ちょっとまずは関係ない話から始まるんですけども、以前「○○とかにはやりこみ要素がない」って言ってる人がいて椅子落ちした。えー!? やりこみ要素って、いつのまにかゲーム開発者が用意しておくべきものになっちゃったんだ? 自分でやりこむところを見つけたり決めたりして勝手にやりこむものだったのに! 予め用意されてたらやりこみ要素っていうより、やらされ要素って感じだと思った。以上ここまで関係ない話。

で、Wiiはいわゆる一人でこつこつやるタイプのゲームには向いていなくて、大人数でわいわいやるのに適したゲーム機なのかって話なのですけども、それはもうソフトによるとしか言いようがない。

akoginaさんが危惧する「腕ダルくならね?」「任意操作性が心細くね?」について細かく言っていくと、Wiiリモコン(単体)にはまず3つの要素がぶちこまれているところから話さないとならない。
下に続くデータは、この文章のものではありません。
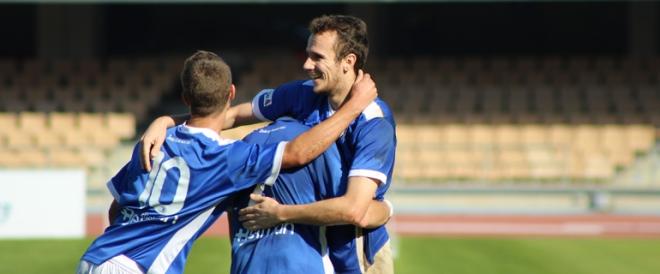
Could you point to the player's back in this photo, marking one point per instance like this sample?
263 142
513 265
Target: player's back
164 210
286 248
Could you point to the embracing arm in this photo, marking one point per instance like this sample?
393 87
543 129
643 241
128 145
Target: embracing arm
113 211
356 207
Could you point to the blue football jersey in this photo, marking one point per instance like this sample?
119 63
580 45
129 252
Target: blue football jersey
367 149
285 248
165 210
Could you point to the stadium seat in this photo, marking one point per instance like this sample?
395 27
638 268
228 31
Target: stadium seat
121 124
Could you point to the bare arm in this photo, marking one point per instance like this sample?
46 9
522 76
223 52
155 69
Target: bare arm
154 137
356 207
240 115
113 211
299 151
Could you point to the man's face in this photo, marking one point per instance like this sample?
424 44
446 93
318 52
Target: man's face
321 64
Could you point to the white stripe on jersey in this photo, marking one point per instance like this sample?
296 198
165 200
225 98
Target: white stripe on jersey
369 174
373 110
256 110
177 242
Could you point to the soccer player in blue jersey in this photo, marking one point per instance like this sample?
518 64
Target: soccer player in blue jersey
337 49
158 214
290 248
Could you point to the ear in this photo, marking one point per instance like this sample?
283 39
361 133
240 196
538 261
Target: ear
185 100
232 92
349 62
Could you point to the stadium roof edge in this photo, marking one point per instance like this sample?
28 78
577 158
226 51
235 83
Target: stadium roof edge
274 1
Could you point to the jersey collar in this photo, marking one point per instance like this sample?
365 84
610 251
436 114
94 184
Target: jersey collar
206 132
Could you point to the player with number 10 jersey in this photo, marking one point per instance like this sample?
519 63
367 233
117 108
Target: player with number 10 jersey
165 210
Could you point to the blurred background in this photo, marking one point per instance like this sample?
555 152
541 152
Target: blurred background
524 127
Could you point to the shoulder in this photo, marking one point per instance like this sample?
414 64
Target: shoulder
283 129
377 109
300 85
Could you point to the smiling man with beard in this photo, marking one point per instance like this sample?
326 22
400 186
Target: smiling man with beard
337 51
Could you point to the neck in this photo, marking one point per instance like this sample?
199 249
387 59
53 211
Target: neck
338 96
214 121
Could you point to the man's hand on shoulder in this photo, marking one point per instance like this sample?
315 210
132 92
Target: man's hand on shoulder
263 214
363 91
152 139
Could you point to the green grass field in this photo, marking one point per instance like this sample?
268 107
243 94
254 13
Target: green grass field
415 255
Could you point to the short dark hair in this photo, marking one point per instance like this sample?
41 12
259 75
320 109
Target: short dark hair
206 81
351 36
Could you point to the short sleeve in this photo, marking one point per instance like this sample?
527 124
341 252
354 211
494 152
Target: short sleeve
250 164
375 148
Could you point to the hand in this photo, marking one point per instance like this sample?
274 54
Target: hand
261 215
363 91
152 140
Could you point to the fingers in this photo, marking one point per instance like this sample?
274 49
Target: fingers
257 198
155 148
247 210
145 160
359 76
253 225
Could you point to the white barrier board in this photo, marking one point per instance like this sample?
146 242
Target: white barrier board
42 203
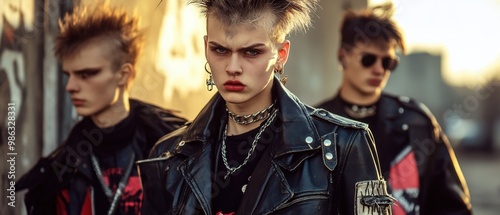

  1. ダイレクトポイント(画面の任意の位置を指し示す行動)
  2. モーション(リモコンとセンサーバーの相対位置を変化させる行動)
  3. ボタン(ボタンを押してタイミングを取る行動)

今までのゲーム機においては、右手は主に「ボタンを押す」以外の行動はほとんどおこなっていなくて、まれにアナログスティックを動かす程度でした。ほんで、Wiiはそれ以外に2つの行動を取れるようになった。DSが発売されたとき、やたらとタッチペンで画面をこすらせたりタッチさせるミニゲーが乱発されたように、Wiiでもボタン操作以外の「ダイレクトポイント」と「モーション」をやたら要求するゲームが、主にサードから乱発されることは想像に難くない。そうすると当然プレイスタイルによっては疲れるでしょう。でもそれはソフトの問題であって、ハードの問題ではない。従来通り、右手のWiiリモコンにはボタン操作だけを要求させるゲームを作ればいいだけの話なのです。DSで、十字キーとボタンしか使わない『Newスーパーマリオ』が出たように。まずここがひとつ。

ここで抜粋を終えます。